A. Soft decisions: Receiver Operation Characteristic for 3-way classifiers with AUC estimates

To provide a general performance metric that yields a single specificity-sensitivity value for each binary problem, we plot and compute both the ROC curves and AUC values for each set of binary problems, where in the latter case, an optimal classifier is easily identified as one in which its AUC is the unit value. Note that no training was carried out for the 2-way classifier, hence the classifier is always a true 3-way classifier although binary ROC analysis only involves two different classes at a time. To do so, we need to have the soft output classifier scores. The way to compute the ROC is quite straightforward for the NN classifier. Once we have the soft outputs in the range {0,1} as estimates of the posterior class probabilities for each of the three classes (healthy, bipolar and schizo), we vary the output classifier decision threshold for each input sample in the test set. The decision threshold should be varied in the range {0,1} so as to move from the point (0,0) to the point (1,1) in the false positive ratio (FPR), true positive ratio (TPR) plane, (FPR, TPR), or equivalently moving from point (1,0) to point (0,1) in the (1-specificity, sensitivity) plane. Thus, in our case this is a straightforward procedure since we record also the soft classifier outputs (score) just before the winner takes all (WTA) hard decisions. This way, moving through the ROC curve in the (1-specificity, sensitivity) plane, we can report various specificity-sensitivity values of the classifiers rather than a single pair. The test set for computing the confusion matrices is the same as the one already defined, consisting of ncic = 200 independent runs after random initialization of networks weight (and initial complexity for the PPMS case) 10 randomly picked sample test sets, totaling 2000 test samples, were computed in order to obtain statistically significant results.

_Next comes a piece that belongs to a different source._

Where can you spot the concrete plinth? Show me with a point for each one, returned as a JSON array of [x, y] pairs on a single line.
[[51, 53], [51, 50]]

In Fig. 3, we display the healthy vs. non-healthy (class 1 vs. union of class 2 and 3) binary ROC and AUC values, for PPMS, CV, AIC and MDL, while the corresponding ROCs and AUC values for the bipolar vs. non-bipolar case are depicted in Fig. 4. The schizophrenia vs. non-schizophrenia comparison is given in Fig. 5. Taking into account both the rather simple voxel selection procedure, and the extremely high dimensionality of each input sample, together with the fact that the number of subjects in each class is rather limited, the results can be considered to be very encouraging for the discrimination task. In addition, the AUC values in test set for 200 (ncic) independent runs each with 10 test samples, totaling 2000 test samples, for each of the 3 binary classification problems HC, BI, SC and for all 4 learning machines, PPMS, CV, AIC and MDL, can be found in Table IV-A.

Fig. 3
3-way classifier Receiver Operation Characteristics and AUC for the healthy vs. non healthy controls (HC) binary problem (test set) for ncic = 200 independent random runs with 10 samples in test set, totaling 2000 test samples.
Fig. 4
3-way classifier Receiver Operation Characteristics and AUC for the bipolar vs. non bipolar disorder (BI) binary problem (test set) for ncic = 200 independent random runs with 10 samples in test set, totaling 2000 test samples.
Fig. 5
3-way classifier Receiver Operation Characteristics and AUC for the schizophrenia vs. non schizophrenia patients (SC) binary problem (test set) for ncic = 200 independent random runs with 10 samples in test set, totaling 2000 test samples.

It looks clear that the greatest discriminative power is obtained in the schizophrenia vs. non-schizophrenia binary paradigm (AUCSC in the range of 0.90, Fig. 5), with some advantage over the second discriminative power in the bipolar vs. non-bipolar problem (AUCBI about 0.89, Fig. 4) and a finally the healthy vs. non-healthy case (AUCHC about 0.82 approx., Fig. 3). The ROC curves suggest that the classifiers have more trouble in either properly discriminating healthy controls and/or bipolar subjects.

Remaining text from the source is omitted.